I don’t usually write about books whose authors I interview, but this one raises a few particularly rich issues. One is that, despite having been written by a (young) Gen-Xer, it’s not necessarily about bad movies. It’s about movies that without critical, commercial, or cult success; they might be bad, or they might not. The goal is not to find reasons to ironically appreciate, but to just appreciate.Another is that it exhumed my onetime fascination with box-office duds. I racked up many hours flipping through the slightly-out-of-date Leonard Maltin guides laying around my childhood home, reading every entry headed with not merely two asterisks, not merely one asterisk, but nothing short of the sweet and terrible “BOMB”. How much early-onset schadenfreude drove this curiosity I can’t determine, but don’t we all feel some sort of primal need to deconstruct failures of any kind and identify their causes? When the failures are movies, couldn’t it be a modern repurposing of our need to figure out exactly how our late cave neighbor pissed off the ibex that ate him?
The applicability, of course, is not quite there; we’re not all about to shoot our own $100 million vanity projects. I might have recently begun my own filmmaking “career,” but I don’t see myself helming an Ishtar anytime soon. (Ishtar, by the way, being one of the flops Rabin considers a “secret success”; I haven’t seen it, but his argument is persuasive.) But the lessons to be drawn from cinematic flops apply to whatever you’re into creating — at least, the lessons as I interpret them.
1. At least flops are interesting. If it ever comes down to making — or writing or broadcasting or whatever — a fascinating trainwreck or an unremarkable success, I pray I’ll be able to summon the moral courage to choose the former. The deathbed test comes into play: would you rather look back on a life of Heaven’s Gates and Southland Taleses or a string of moderately profitable Keanu Reeves movies? The way of the competent journeyman strongly appeals to some; it does not appeal to me.

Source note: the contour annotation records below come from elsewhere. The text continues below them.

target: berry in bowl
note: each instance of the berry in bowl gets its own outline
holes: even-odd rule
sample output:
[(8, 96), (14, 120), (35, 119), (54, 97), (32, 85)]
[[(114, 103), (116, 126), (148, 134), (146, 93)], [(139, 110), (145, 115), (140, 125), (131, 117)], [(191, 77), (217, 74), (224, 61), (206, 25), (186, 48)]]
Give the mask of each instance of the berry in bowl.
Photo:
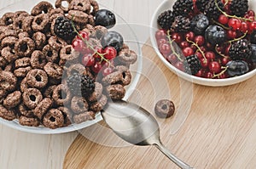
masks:
[(150, 38), (180, 77), (205, 86), (239, 83), (256, 74), (256, 4), (237, 0), (164, 1)]

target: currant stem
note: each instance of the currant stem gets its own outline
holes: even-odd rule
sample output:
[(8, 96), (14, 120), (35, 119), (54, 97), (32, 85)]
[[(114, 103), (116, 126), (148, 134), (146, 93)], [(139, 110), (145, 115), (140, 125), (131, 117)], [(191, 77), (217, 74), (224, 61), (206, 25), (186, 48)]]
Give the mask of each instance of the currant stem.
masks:
[(170, 43), (170, 45), (171, 45), (172, 51), (173, 52), (173, 54), (175, 54), (175, 56), (177, 56), (177, 58), (179, 59), (179, 61), (183, 61), (183, 60), (180, 58), (179, 54), (176, 53), (175, 48), (174, 48), (173, 46), (172, 46), (172, 42), (173, 42), (175, 40), (174, 40), (174, 39), (173, 39), (173, 40), (171, 39), (170, 31), (167, 31), (167, 38), (168, 38), (169, 43)]
[(91, 50), (93, 50), (94, 52), (94, 54), (97, 54), (101, 57), (101, 63), (104, 60), (106, 61), (107, 63), (109, 62), (108, 59), (105, 59), (104, 55), (105, 54), (101, 54), (99, 53), (98, 51), (95, 50), (95, 48), (91, 46), (91, 44), (90, 44), (90, 42), (88, 41), (86, 41), (81, 35), (80, 33), (79, 32), (79, 31), (76, 29), (75, 27), (75, 25), (73, 23), (73, 17), (74, 15), (72, 16), (72, 20), (71, 20), (71, 23), (72, 23), (72, 27), (73, 29), (73, 31), (76, 32), (76, 34), (82, 39), (82, 41), (86, 44), (87, 47), (89, 47)]
[(252, 20), (250, 19), (247, 19), (247, 18), (241, 18), (241, 17), (238, 17), (238, 16), (236, 16), (236, 15), (230, 15), (228, 14), (227, 13), (225, 13), (224, 11), (223, 11), (218, 5), (218, 3), (217, 3), (217, 0), (214, 1), (215, 2), (215, 5), (217, 7), (217, 8), (223, 14), (224, 14), (225, 16), (229, 17), (229, 18), (236, 18), (238, 20), (245, 20), (245, 21), (253, 21)]

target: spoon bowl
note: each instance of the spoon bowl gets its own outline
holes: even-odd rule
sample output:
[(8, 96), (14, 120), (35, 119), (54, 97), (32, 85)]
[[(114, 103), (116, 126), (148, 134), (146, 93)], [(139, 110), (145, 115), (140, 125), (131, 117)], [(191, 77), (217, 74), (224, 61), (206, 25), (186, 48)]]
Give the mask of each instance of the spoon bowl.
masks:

2. The higher the stakes, the more interesting the flop. One observation Rabin brings up in the book and the interview is that flops, especially those that pass into filmmaking legend, have grand ambitions. Often they carry those ambitions with the utmost earnestness. These are the flops I value, the ones I think about hundreds of times for each time I think about the average hit. What’s more, these are the flops don’t damage their creators’ reputations so much as make their creators exist more. Envy may just have wasted Barry Levinson’s time; the likes of Dune and that shot-for-shot Psycho remake may have made David Lynch and Gus Van Sant immortal. Is this just an elaborate validation of “go big or go home”? So be it. It’s that or a day job.
3. The real enemy isn’t suckage, but mediocrity. I guess you wouldn’t have to look far beyond this blog’s subtitle to know I’d jump on board with this. Even now, the dark forces of mediocrity prepare hundreds upon hundreds of motion pictures for general release, each of which will make our world a little bit more complacent. (Above my heavy heart, my mind returns to the least discriminating moments of my peak moviegoing years: Behind Enemy Lines, Romeo Must Die, The Art of War, The Sixth Day. Can you even name their directors offhand?) The relevant scale here, I suspect, doesn’t run between success and failure; it’s, rather, a scale of somethingness. “Pretty good” movies aren’t things. Blockbusting successes and abject disasters are certainly both things, though I’ve come to believe that the megaflops are, all else being equal, even more things than megahits.
Yet I’m also forced to admit that there’s something important to learn from mediocrity — i.e., how and why mediocrities become mediocre — since it’s the worst possible fate. But The Big Book of Cinematic Mediocrity wouldn’t sell as well. My Year of Flops makes me wonder how much of the critical enterprise is, at heart, answering the questions “What went right?” and/or “What went wrong?” as clearly, honestly, and humorously as possible. I operate on the assumption that each and every work of art, no matter how successful, unsuccessful, or mediocre, contains a lesson about what makes its art form tick; the trick is finding that lesson. Didn’t T.S Eliot say something about how the only real critical method is being very intelligent?